Элис объяснила, что она сама начала сомневаться, и ей не хотелось, чтобы миссис Бэгшот угодила в сумасшедший дом из-за ее фантазий.
– Госпожа всегда была ко мне добра. Не то что ее муж. Он поймал меня на Теннис-Корт-лейн однажды вечером, возвращаясь из клуба. Прижал к стене и задрал юбки.
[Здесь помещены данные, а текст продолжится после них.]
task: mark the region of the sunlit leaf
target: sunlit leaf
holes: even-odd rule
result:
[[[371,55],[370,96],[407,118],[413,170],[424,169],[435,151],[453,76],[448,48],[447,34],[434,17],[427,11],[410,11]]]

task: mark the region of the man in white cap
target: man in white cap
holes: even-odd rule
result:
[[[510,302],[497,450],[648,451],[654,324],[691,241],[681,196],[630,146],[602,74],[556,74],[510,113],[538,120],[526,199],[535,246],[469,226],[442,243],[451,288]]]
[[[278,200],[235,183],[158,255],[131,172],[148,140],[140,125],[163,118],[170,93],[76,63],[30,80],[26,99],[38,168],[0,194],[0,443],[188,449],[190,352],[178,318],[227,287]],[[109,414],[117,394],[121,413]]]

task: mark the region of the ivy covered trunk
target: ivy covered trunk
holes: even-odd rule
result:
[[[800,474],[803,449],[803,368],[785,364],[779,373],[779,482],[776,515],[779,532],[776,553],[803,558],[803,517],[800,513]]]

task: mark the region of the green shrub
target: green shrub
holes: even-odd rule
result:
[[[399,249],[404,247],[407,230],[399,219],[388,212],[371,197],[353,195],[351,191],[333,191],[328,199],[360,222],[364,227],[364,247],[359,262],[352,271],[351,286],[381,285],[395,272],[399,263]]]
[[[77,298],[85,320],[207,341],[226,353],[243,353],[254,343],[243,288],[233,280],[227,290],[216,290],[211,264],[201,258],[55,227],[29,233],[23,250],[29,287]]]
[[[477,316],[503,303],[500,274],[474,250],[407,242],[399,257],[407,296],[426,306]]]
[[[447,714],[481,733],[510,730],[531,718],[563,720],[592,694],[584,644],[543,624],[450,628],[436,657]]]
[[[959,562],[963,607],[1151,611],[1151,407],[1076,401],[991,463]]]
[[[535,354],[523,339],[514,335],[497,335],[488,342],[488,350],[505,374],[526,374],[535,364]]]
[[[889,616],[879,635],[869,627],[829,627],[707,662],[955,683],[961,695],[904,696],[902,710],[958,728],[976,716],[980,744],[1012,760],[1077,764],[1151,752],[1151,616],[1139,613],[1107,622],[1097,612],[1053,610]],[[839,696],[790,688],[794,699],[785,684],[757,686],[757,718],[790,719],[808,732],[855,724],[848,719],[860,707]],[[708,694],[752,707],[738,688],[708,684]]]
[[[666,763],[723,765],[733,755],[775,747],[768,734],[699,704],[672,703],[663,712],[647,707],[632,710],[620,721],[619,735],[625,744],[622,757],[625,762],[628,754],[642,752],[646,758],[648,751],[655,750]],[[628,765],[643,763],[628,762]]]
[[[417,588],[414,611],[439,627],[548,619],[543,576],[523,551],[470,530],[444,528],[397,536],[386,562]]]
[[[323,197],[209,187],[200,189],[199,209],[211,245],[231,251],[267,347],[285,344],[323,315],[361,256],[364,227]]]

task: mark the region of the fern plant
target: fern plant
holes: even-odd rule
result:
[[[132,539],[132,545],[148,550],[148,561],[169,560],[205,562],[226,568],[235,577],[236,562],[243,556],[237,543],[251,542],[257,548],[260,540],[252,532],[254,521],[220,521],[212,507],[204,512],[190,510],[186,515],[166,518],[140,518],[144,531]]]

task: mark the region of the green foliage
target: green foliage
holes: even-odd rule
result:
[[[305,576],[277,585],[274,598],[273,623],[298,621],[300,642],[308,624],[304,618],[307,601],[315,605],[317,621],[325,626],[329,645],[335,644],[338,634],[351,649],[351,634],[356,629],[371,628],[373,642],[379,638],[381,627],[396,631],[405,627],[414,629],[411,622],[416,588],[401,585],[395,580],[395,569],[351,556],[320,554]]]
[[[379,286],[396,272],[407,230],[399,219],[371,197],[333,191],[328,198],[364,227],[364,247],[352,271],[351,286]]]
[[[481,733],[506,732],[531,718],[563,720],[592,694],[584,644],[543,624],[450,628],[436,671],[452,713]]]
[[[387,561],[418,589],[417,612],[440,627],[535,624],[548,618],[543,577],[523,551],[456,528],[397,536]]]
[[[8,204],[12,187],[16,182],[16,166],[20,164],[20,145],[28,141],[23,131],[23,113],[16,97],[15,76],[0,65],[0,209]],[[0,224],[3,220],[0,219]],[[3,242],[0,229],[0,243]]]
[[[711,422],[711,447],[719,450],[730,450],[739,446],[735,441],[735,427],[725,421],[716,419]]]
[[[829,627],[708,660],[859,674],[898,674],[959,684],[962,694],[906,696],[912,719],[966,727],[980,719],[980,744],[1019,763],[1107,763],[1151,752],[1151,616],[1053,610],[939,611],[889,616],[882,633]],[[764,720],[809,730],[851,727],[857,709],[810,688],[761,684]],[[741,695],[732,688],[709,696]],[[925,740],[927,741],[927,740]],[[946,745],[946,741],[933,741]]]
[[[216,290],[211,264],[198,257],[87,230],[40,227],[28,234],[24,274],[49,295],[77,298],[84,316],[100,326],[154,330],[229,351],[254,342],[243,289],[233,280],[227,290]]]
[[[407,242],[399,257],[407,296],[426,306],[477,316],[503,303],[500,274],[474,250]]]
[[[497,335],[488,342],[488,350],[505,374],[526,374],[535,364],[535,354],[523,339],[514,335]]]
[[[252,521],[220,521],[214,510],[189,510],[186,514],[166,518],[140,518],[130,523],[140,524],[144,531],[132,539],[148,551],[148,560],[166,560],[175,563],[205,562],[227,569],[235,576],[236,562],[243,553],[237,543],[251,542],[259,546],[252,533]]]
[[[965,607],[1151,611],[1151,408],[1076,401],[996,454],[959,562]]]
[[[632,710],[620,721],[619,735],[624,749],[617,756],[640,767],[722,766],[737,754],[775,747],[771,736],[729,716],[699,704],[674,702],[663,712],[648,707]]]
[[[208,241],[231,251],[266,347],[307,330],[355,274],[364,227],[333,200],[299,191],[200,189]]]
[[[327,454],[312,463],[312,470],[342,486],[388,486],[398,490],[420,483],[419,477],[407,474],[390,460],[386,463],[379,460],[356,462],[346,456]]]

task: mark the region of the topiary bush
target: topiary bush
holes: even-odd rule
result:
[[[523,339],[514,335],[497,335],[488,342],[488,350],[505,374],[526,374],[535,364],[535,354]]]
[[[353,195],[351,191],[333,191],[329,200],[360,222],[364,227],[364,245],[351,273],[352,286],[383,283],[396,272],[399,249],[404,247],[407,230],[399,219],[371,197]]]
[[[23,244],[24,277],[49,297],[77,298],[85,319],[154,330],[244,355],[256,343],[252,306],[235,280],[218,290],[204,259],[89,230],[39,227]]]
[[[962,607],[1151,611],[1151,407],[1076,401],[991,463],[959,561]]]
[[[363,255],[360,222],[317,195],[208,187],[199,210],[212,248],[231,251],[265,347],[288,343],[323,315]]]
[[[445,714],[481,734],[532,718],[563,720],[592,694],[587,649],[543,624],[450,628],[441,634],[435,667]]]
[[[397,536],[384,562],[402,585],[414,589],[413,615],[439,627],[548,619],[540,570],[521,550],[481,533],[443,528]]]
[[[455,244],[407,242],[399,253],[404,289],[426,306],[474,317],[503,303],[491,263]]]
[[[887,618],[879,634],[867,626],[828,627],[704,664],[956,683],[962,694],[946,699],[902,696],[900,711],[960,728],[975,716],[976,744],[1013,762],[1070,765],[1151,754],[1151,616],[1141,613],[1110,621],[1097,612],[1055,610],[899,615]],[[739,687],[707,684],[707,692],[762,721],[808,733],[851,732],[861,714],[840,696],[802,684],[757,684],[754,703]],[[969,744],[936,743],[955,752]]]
От него пахло спиртным.
Удовлетворив свою похоть, генерал объявил: если Элис кому-нибудь пожалуется, он скажет миссис Бэгшот, будто видел некоего солдата, который входил в комнату служанки, когда хозяйка отсутствовала.
– И вот теперь я ношу его ребенка, мэм, и, когда это станет заметно, опять потеряю место, – всхлипнула она.
* * *
Когда Минк вернулась в Чащобный дом, дверь была открыта. Хендерсон стоял в прихожей и разговаривал с Пуки.
– Если вы, доктор, пришли извиниться за свое нелепое поведение прошлым вечером, то простите: у меня абсолютно нет времени вас выслушать. А эта дверь должна быть заперта. Я дала четкие инструкции не открывать ее никому, – проговорила она сердито.
Но терапевт пришел вовсе не для того, чтобы просить прощения за то, что случилось на балу.
– Рассыльный бакалейщика только что сообщил мне, что инспектор Гаппи прибыл лондонским поездом. Он собирается арестовать вашу служанку, – сказал он.